Annabeth studied the chicks, which were running in circles, stomping in the straw, and hurling untranslatable insults in our direction. The chick I’d noticed earlier with the pink fluff on her face seemed particularly angry—she was peeping at the top of her tiny lungs.
“Hope I can catch one,” Annabeth muttered, mostly to herself.
Before I could say, For a wise girl, that does not seem like a wise move, she reached into the coop.
“OWW!”
Li’l Killer had bitten her finger and clamped on. Annabeth yanked her hand back, shaking the fluffy little chick around like a sock with static cling, but Li’l Killer refused to let go.
“Remember not to hurt her,” I said.
“Really helpful,” Annabeth grumbled.
Blood dripped from her finger, but she cupped her free hand around the chick, holding it against her chest so it wouldn’t get away, assuming it ever got tired of the taste of human flesh. “Let’s get to the karaoke bar.”

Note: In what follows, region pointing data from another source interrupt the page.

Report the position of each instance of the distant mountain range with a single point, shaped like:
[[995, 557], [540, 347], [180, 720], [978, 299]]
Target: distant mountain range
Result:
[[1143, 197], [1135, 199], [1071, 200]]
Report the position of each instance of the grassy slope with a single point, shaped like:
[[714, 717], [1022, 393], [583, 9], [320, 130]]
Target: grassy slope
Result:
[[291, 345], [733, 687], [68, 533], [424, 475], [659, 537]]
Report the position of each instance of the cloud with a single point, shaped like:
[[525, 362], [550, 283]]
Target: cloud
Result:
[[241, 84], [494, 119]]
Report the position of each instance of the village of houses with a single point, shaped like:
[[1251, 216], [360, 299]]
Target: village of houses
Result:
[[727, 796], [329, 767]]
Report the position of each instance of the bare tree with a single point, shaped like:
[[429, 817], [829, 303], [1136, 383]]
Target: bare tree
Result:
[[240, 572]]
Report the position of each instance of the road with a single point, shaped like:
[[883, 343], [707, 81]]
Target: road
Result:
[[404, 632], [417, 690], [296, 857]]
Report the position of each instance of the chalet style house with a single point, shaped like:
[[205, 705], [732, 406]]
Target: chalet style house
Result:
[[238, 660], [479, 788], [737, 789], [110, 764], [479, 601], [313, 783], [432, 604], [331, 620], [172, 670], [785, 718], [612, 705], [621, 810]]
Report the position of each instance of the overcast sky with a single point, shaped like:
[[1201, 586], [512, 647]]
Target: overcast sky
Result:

“Is one chick enough?” I asked.
“If you’re jealous, you can have this one.”
“She is kinda cute for a killer chicken.”
From across the arcade came a sudden roar of customers cheering, hens screeching BAWK! BAWK!, and one panicked satyr yelling, “Incoming!”

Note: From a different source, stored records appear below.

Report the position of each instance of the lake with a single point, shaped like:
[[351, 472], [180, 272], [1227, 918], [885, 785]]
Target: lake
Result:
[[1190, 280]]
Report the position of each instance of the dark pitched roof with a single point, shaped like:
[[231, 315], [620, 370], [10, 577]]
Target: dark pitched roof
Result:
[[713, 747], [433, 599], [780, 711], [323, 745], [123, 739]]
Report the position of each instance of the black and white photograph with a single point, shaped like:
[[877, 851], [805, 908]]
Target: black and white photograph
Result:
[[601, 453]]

How quickly I’d forgotten the herd of holy hens that wanted to tear us apart.
Annabeth and I raced for the karaoke bar, though with my newly youngified legs, it was more of a waddle. I didn’t even have the time or energy to make the diving pool explode as we ran by.
Grover reached the lounge at the same time we did. He had feathers stuck in his fur, and the back of his shirt was shredded like he’d been rolling around on a really dangerous mattress.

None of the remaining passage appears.